Identifying red blotch diseased vines
The diagnostic test (a PCR assay) to detect GRBaV developed by the USDA-ARS group at Davis became available in October 2012, and since that time commercial laboratories have processed thousands of samples submitted by growers. The virus has been confirmed in several varieties in California and in several California counties and other states. At this time, all scion varieties and rootstock plants regardless of parentage are thought to be susceptible.
In 2011 and 2012, samples were collected from individual symptomatic vines of red varieties in Napa, Sonoma and San Luis Obispo counties. GRBaV was detected in ~95% of symptomatic grapevines and in ~2.7% of asymptomatic grapevines (5). This is a very high correlation between disease symptoms and the virus – higher than the correlation between grapevine leafroll disease symptoms and leafroll associated viruses. Although symptoms are highly correlated with GRBaV, it does not mean the virus causes the symptoms. However, it does mean that symptomatic vines are likely to be infected with GRBaV.
To verify the presence of the virus, samples must be collected and submitted to a commercial diagnostic lab for testing by PCR assay. Fall and winter are ideal for detecting many grapevine viruses and the basal portion of current year canes are submitted for testing. If you plan to submit samples from vines to confirm the presence or absence of GRBaV, contact the lab of your choice or visit their website for sample collection protocol. For a list of commercial labs in north and central California, click here.
In 2013, UC Cooperative Extension, with grant funding from the American Vineyard Foundation, has documented symptom development in vines confirmed to be infected with GRBaV by PCR assay and NOT infected with leafroll viruses. Three sites – two in Napa County and one in Sonoma – are monitored regularly. At this time of year, the foliar symptoms of grapevine red blotch disease in red varieties are more easily distinguished from symptoms caused by grapevine leafroll disease. Red blotch symptoms in white varieties are also present; they may be confused with potassium and perhaps other nutritional deficiencies.
(1) Al Rwahnih, M., Dave, A., Anderson, M., Rowhani, A., Uyemoto, J. K., and Sudarshana, M. R. 2013. Association of a circular DNA virus in grapevines affected by red blotch disease in California. Phytopathology: (In Press).
(2) Krenz, B., Thompson, J., Fuchs, M. and Perry, P. 2012. Complete genome sequence of a new circular DNA virus from grapevine. Journal of Virology 86:7715.

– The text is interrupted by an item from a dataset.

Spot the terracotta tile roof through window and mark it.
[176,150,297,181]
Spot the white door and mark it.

(3) Al Rwahnih, M., S. Daubert, D. Golino and A. Rowhani. 2009. Deep sequencing analysis of RNAs from a grapevine showing Syrah decline symptoms reveals a multiple virus infection that includes a novel virus. Virology 387:395-401.
(4) Poojari S, Alabi OJ, Fofanov VY, Naidu RA (2013) A Leafhopper-Transmissible DNA Virus with Novel Evolutionary Lineage in the Family Geminiviridae Implicated in Grapevine Redleaf Disease by Next-Generation Sequencing. PLoS ONE 8(6): e64194. doi:10.1371/journal.pone.0064194.
(5) M. R. Sudarshana, A. Gonzalez, A. Dave, A. Wei, R. Smith, M. M. Anderson, A. M. Walker. 2013. Grapevine red blotch-associated virus is widespread in California and U.S. vineyards. Phytopathology 103(Suppl. 2):S2.140.